Clinical Observation Biofilm Explanations for Clinical Observation
Excessive moisture associated with wound Bacteria in biofilms secrete extracellular matrix and biofilm presence promotes inflammation, resulting in increased exudate.
Autograft or allograft fails on wounds Applying tissue grafts over biofilms provides a second growth surface and food source, leading to devitalization of graft tissue and increased exudate and inflammation.
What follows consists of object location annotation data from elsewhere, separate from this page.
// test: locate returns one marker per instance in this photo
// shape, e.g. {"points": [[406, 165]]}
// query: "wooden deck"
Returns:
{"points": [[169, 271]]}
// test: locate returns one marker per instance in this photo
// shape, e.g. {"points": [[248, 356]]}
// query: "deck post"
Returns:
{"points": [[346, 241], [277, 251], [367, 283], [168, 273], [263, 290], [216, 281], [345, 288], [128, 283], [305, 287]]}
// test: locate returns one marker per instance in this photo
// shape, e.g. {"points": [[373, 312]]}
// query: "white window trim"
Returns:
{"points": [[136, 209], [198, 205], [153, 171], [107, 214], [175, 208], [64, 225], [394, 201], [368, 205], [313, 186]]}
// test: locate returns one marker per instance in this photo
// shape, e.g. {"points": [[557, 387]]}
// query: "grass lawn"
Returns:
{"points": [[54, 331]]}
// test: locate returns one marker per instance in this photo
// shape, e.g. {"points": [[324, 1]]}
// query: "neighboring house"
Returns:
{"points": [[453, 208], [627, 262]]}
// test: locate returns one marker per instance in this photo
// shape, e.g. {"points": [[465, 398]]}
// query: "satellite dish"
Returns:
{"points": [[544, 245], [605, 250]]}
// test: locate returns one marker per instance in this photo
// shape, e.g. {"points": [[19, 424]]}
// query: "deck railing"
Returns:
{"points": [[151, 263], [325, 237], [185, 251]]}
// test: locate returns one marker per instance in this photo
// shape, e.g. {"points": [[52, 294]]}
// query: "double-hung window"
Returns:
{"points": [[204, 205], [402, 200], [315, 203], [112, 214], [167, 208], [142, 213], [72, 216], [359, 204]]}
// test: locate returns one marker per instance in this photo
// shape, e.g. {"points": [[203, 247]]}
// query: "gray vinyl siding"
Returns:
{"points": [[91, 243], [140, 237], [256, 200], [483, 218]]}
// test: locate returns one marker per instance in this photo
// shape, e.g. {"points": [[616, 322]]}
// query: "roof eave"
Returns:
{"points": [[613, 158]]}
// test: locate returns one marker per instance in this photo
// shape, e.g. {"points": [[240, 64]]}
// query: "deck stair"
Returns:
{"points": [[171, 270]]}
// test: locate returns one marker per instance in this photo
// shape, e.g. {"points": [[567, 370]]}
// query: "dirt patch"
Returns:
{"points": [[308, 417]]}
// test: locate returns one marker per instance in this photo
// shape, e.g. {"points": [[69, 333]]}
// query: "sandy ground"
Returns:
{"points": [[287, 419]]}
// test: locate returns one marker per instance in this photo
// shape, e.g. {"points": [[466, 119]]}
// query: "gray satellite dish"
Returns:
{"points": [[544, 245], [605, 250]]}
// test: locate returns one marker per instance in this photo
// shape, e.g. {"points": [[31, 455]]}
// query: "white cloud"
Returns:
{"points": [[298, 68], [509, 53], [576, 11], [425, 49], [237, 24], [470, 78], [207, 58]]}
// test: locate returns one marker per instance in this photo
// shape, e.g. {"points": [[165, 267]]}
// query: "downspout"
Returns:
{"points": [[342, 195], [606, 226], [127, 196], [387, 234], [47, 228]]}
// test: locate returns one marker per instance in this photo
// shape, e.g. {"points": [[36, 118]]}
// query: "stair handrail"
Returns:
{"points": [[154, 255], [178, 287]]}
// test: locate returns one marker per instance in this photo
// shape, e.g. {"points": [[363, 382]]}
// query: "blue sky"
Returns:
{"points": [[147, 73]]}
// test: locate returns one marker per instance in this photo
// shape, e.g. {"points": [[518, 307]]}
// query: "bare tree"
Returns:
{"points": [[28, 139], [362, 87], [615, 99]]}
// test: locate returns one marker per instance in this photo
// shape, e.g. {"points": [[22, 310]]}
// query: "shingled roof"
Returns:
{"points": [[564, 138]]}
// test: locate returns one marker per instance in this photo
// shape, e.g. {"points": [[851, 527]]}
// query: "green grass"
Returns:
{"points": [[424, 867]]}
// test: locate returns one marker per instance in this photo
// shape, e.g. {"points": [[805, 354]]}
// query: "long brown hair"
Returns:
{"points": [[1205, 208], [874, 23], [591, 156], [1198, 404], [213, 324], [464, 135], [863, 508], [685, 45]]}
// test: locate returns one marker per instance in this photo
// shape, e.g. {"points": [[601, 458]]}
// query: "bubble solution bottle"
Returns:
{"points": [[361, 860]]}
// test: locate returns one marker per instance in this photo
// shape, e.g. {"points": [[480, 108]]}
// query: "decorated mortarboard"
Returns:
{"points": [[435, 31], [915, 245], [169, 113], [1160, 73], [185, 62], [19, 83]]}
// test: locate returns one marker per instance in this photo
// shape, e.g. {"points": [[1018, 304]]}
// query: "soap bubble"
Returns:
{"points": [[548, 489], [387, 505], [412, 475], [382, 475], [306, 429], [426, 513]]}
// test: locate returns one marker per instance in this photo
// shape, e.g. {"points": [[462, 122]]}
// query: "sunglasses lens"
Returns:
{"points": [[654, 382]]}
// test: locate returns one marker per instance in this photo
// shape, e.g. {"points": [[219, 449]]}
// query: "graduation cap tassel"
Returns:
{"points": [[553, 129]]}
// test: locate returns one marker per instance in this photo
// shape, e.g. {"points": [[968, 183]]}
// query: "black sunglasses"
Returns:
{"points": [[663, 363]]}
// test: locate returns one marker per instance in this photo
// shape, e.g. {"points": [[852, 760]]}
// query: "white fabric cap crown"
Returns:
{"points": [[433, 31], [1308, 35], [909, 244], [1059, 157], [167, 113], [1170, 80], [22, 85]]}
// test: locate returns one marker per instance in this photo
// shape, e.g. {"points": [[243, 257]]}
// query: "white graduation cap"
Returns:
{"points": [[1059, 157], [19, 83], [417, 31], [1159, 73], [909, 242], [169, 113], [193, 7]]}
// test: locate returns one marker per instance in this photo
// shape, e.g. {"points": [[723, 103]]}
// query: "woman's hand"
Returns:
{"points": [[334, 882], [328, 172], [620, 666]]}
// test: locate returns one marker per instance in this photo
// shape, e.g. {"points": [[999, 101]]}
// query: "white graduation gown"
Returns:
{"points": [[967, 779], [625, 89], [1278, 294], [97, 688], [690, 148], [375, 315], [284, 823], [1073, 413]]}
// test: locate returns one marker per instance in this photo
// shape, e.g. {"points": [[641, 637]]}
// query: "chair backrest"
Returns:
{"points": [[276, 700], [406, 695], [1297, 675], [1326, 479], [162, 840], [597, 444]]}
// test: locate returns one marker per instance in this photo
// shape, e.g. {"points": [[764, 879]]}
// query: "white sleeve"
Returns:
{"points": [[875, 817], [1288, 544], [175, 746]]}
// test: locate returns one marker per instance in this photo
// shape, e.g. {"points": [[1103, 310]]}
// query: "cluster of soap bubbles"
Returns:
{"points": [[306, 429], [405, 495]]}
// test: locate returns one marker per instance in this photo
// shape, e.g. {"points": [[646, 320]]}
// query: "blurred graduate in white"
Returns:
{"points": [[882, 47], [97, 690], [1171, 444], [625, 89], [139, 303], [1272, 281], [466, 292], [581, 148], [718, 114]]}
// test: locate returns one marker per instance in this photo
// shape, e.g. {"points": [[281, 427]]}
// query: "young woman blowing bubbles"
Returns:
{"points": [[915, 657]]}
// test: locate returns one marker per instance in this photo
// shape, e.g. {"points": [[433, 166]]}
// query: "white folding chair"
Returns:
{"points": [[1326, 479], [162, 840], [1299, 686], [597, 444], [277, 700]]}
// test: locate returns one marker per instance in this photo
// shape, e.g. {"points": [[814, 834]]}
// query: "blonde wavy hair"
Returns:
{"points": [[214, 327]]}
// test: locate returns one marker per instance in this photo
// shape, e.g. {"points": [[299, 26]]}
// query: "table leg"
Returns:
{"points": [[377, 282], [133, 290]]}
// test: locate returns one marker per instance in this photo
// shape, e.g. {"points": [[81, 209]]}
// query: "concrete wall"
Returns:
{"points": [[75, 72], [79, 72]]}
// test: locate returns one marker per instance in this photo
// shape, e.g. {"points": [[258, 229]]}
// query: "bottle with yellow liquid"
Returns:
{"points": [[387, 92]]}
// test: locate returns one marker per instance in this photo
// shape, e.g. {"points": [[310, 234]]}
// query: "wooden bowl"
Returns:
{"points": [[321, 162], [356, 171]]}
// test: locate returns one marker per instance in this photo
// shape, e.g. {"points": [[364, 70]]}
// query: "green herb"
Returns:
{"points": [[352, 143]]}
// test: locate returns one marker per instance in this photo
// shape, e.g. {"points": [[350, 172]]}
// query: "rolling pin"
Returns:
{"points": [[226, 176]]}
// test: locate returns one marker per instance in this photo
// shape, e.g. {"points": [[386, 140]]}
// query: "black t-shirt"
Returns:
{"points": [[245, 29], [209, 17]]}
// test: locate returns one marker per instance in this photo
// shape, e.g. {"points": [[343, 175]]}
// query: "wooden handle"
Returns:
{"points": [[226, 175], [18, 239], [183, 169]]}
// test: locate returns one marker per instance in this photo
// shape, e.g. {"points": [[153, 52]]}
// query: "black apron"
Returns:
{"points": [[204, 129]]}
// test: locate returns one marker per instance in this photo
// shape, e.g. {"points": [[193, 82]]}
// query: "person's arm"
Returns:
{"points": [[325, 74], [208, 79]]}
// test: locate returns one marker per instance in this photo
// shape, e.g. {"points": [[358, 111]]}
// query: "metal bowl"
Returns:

Poor quality granulation tissue (e.g. hypergranular, friable) Biofilm presence contributes to delayed epithelialization and is frequently associated with poor quality granulation tissue.
Indications of local infection (swelling, sensitivity, redness, heat) Biofilms promote inflammation and may be a precursor to other clinical indications of infection.
History of persistent or recurrent infection despite antimicrobial therapy Biofilm bacterial phenotypes adapt rapidly and may only demonstrate 1 to 2 log reduction with antibiotic therapy at 50 to 1000x MIC. Biofilms contain persister cells that remain once antibiotic therapy is discontinued, seeding, and contributing to subsequent biofilm reformation.
Negative culture results despite clinical suspicion of infection or signs of bacterial colonization Biofilm bacteria metabolize more slowly and are phenotypically different than planktonic bacteria. Standard microbiological culture techniques are not capable of identifying all species present, making bacteria in biofilms difficult or impossible to identify by culture.
Wound remains in chronic inflammatory state and recalcitrant to therapy despite addressing comorbities Biofilms are resistant to host inflammatory responses and actually feed off exudate produced by inflammation, further promoting inflammation.